While the right hand is responsible for the sound of the guitar, the left hand performs two functions: pressing on the strings (to shorten their effective length and change the pitch) and articulation, i.e. slurring (commonly known as 'hammer-ons' and 'pull-offs') and vibrato. In musical notation, the left-hand fingers are referred to as 1, 2, 3, and 4 (starting with index).

The basic position for the left hand is much the same as that of the right, except upside down. Unlike many players of steel-string and electric guitars, which have a narrower neck and fingerboard, classical guitarists do not place their left-hand thumbs over the top of the neck. Instead, they place them behind the neck, usually behind the second finger.

The thumb then rolls back so that the thumb plays 'off the bone'. The bone of the thumb 'hangs' off a shoulder that is carved into the back of the neck of the guitar and, eventually, a hard, dry callus forms on the thumb, allowing the left hand to shift without sticking to the guitar.

By keeping the thumb behind the second finger and playing off the front of the third finger, the classical guitarist sets the left-hand shape.

Playing with the left hand more or less parallel to the neck requires a certain amount of stretching between the fingers. There is a tendency, especially when one first begins guitar, to collapse the first and second fingers together to press on the string. For example, in playing the F on the first string, first fret (often the second note ever fingered after open E, first-string) there is a tendency to put the second finger on top of the first to hold the note. Holding a note with two fingers, 1 & 2, however, puts the reach between the fingers between the second and third, the hardest reach.
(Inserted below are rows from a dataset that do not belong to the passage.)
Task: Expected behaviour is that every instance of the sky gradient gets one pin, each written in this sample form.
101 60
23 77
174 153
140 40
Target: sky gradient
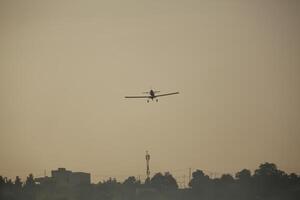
65 67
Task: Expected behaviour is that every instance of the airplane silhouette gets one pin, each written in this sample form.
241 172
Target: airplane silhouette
152 95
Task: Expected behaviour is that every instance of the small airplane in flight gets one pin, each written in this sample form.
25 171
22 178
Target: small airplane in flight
152 95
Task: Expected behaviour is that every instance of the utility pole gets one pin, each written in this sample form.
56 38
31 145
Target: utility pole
147 165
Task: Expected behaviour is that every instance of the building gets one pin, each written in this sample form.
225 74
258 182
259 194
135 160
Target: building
63 177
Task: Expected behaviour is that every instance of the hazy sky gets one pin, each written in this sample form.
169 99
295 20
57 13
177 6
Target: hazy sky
65 67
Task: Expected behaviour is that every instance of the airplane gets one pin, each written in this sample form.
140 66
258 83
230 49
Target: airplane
152 95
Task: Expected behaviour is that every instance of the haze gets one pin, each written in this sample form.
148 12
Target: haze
65 67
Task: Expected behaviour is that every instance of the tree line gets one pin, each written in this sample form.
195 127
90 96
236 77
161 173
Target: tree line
267 182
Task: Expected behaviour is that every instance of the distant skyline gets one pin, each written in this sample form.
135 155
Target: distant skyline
65 67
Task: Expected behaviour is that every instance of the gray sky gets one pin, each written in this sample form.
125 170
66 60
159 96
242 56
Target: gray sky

The easiest reach is actually between the third and fourth (pinky) fingers. The next easiest between the first and second and the hardest between the middle fingers, between 2 & 3. Therefore, in order to put all the fingers on the strings (one finger per fret), the reach would best go between 1 & 2 and 3 & 4. Care should be taken to unlock 1 & 2. One way to train the hand to unlock 1 & 2 is to place a pencil between 1 & 2 with the other end behind the thumb while playing.

Classical guitarists have a different set of left-hand calluses on their fingertips than the steel-string players. In the steel-string, played with the guitar under the arm and on the right hip (called 'playing off the hip'), the left-hand fingers of the steel string guitarist play on the diagonal, or 'for the reach', and the fingertip lands on the pad of the finger, forming a callus on the pad. The classical guitarist has a different set of left-hand calluses as the hand of the classical player falls more parallel to the neck and plays on the "front" (nail side) of the fingertip. As a general rule, in classical, if the player concentrates on playing on the front of the third (or ring) finger, the other fingers will follow.
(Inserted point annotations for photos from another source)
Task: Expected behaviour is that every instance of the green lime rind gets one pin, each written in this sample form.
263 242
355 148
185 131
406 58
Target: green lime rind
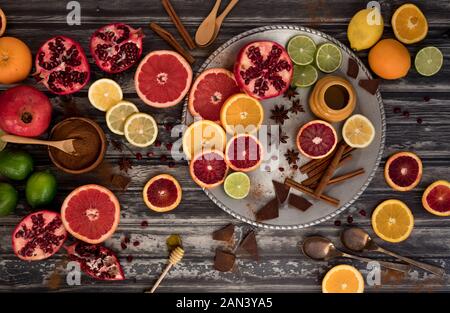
304 75
302 50
328 57
237 185
429 61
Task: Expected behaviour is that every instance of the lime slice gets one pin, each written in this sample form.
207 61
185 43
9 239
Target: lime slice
301 49
304 76
429 61
328 58
237 185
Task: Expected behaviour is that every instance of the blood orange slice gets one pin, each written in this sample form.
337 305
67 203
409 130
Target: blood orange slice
163 78
209 92
162 193
403 171
316 139
209 169
436 198
244 153
91 213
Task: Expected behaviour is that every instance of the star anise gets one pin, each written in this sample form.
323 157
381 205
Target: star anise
291 156
296 107
125 165
279 114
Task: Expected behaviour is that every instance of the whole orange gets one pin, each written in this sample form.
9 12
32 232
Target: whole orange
390 59
15 60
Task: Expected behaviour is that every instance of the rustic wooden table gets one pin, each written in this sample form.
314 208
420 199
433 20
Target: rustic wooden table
282 267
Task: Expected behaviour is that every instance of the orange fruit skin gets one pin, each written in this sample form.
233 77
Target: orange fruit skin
426 193
390 59
392 184
15 60
162 209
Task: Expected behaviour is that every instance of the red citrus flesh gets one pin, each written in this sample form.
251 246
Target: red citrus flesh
316 139
243 153
209 92
209 169
91 213
163 78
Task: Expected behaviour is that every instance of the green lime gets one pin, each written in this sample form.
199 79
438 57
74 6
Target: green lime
8 199
40 189
304 75
15 165
237 185
429 61
301 49
328 58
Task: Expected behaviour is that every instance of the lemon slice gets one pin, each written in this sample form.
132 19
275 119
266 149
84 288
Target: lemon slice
141 129
104 93
118 114
358 131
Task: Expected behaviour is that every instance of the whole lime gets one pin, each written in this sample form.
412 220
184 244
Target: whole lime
8 199
15 165
40 189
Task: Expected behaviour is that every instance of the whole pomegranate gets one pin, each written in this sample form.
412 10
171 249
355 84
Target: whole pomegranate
38 236
24 111
116 47
62 66
263 69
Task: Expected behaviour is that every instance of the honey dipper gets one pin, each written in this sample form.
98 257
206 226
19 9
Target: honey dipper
175 256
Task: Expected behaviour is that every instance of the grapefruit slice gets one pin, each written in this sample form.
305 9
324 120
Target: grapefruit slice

To play a note clearly, the fingertips of the left hand should be pressed against the string just behind the appropriate fret. Allowing the left shoulder to relax lets the highest finger in the chord or scale slide against and rest on the fret, giving the best sound—and the easiest reach with other fingers. The fingers are, thereby, placed closest to the frets.

Often the index finger is required to play more than one string, called the "barre" technique. The guitarist places the index finger across some or all of the strings at a particular fret and uses the remaining three fingers to play other notes. Rather putting down the barre first, it is often easier to place the fingers and add the barre last, according to which notes are needed first.
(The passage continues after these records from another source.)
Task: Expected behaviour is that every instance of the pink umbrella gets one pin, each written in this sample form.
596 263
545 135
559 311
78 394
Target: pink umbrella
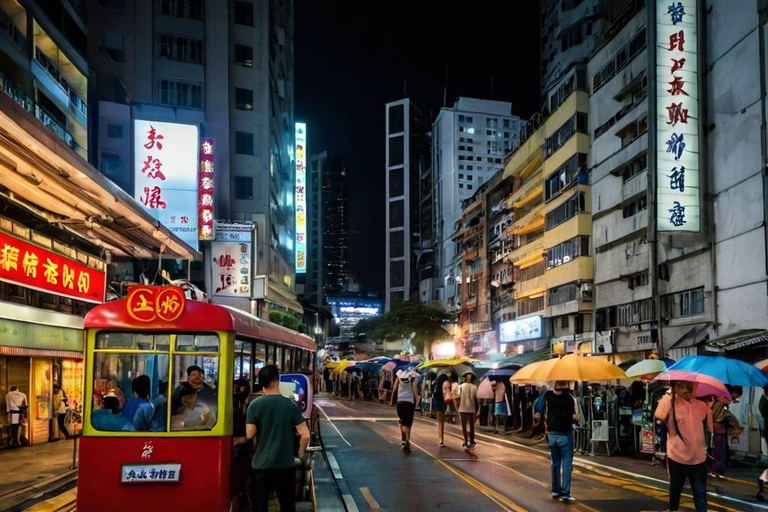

When playing notes above the twelfth fret, called "on the body", the left shoulder is dropped and the thumb stays behind, on the neck (as opposed to cello technique where the thumb can be placed on top of the fingerboard to assist in stopping the string).

It is possible to play the same note on different strings, called "registration" or "registering". For example, the note "e", first string open, may be played, or "registered" on any string.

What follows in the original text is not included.